Zugleich unterscheiden sich gesellschaftliche Herkunft, Organisationsstrukturen, politisches Verhalten und sogar die Sichtweisen zu Demokratie, Gewalt und staatlicher Autorität der Salafis deutlich. Eine dezentralisierte Organisation, multiple Führungen und einander widersprechende ideologische Haltungen machen den Salafi-Trend amorph, volatil und anfällig für Manipulation und Infiltration. Dieses Muster ließ sich in Algerien, Saudi-Arabien und im Jemen beobachten; Ägypten könnte folgen.
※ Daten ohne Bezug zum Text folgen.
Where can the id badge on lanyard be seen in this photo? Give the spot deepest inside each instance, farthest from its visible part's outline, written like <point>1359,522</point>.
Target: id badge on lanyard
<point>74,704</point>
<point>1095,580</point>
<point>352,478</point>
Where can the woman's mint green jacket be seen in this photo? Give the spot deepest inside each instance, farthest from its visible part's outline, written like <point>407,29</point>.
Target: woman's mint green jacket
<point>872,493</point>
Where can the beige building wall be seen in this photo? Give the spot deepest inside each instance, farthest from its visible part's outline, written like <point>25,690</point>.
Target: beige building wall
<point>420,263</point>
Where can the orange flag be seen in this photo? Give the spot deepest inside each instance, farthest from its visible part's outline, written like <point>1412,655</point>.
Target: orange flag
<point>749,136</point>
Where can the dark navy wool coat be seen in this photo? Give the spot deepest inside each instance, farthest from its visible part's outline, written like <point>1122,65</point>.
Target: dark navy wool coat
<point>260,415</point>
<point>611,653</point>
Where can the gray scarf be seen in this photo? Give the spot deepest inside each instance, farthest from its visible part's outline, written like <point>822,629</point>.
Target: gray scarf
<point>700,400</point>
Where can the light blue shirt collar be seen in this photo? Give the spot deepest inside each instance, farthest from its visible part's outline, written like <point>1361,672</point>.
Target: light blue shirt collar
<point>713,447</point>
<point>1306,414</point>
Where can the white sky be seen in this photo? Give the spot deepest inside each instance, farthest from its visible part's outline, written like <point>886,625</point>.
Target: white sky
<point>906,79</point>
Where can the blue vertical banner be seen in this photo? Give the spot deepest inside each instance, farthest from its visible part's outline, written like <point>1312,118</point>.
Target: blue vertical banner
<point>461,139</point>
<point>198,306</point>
Im Moment sollte die Hauptsorge der ägyptischen Liberalen ihrer Popularität bei den Menschen und ihrer Fähigkeit, Unterstützung zu mobilisieren, gelten, und nicht dem Zank mit den Salafis und dem Versuch, mit allen Mitteln, ob demokratisch oder nicht, eine Verfassung durchzusetzen.

Algeriens Säkularisten verfassten während der Übergangsphase des Landes (1988-1991) eine pluralistische Verfassung, die religiöse Parteien ausschloss. Doch als dann 1991 – mehr als zwei Jahre nach der Verabschiedung der Verfassung – Parlamentswahlen abgehalten wurden, gewann die Islamische Heilsfront trotzdem.

Die Strategie des Ausschlusses, Betrugs und der Wahlmanipulation der algerischen Säkularisten ging klar nach hinten los: Die Islamisten wurden als Opfer wahrgenommen, während die Säkularisten – mit einigen Ausnahmen – als prinzipienlose Opportunisten dastanden. Die Durchsetzung einer säkularen Verfassung vor den Wahlen garantiert kein säkulares Ergebnis. Öffentliche Unterstützung schon.

Die Geschlossenheit der ehemaligen revolutionären Opposition ist für den Erfolg jedes demokratischen Übergangs entscheidend, und Ägypten macht in dieser Hinsicht keine Ausnahme.

Dass Mubarak öffentlich der Prozess gemacht wird, zeigt, was geeinte Forderungen erreichen können. Die ägyptischen Revolutionäre sollten daher die Lehren des 29. Juli und des 3. August im Gedächtnis bewahren. Einigkeit jetzt kann später Gerechtigkeit und Freiheit bringen. Polarisierung wird keins davon bringen.

Omar Ashour

© Project Syndicate 2011

Aus dem Englischen von Jan Doolan

Omar Ashour ist Dozent für Nahostpolitik und Direktor des Nahost-Studienprogramms am Institut für Arabische und Islamische Studien der Universität in Exeter. Er ist der Verfasser von "The De-Radicalization of Jihadists: Transforming Armed Islamist Movements".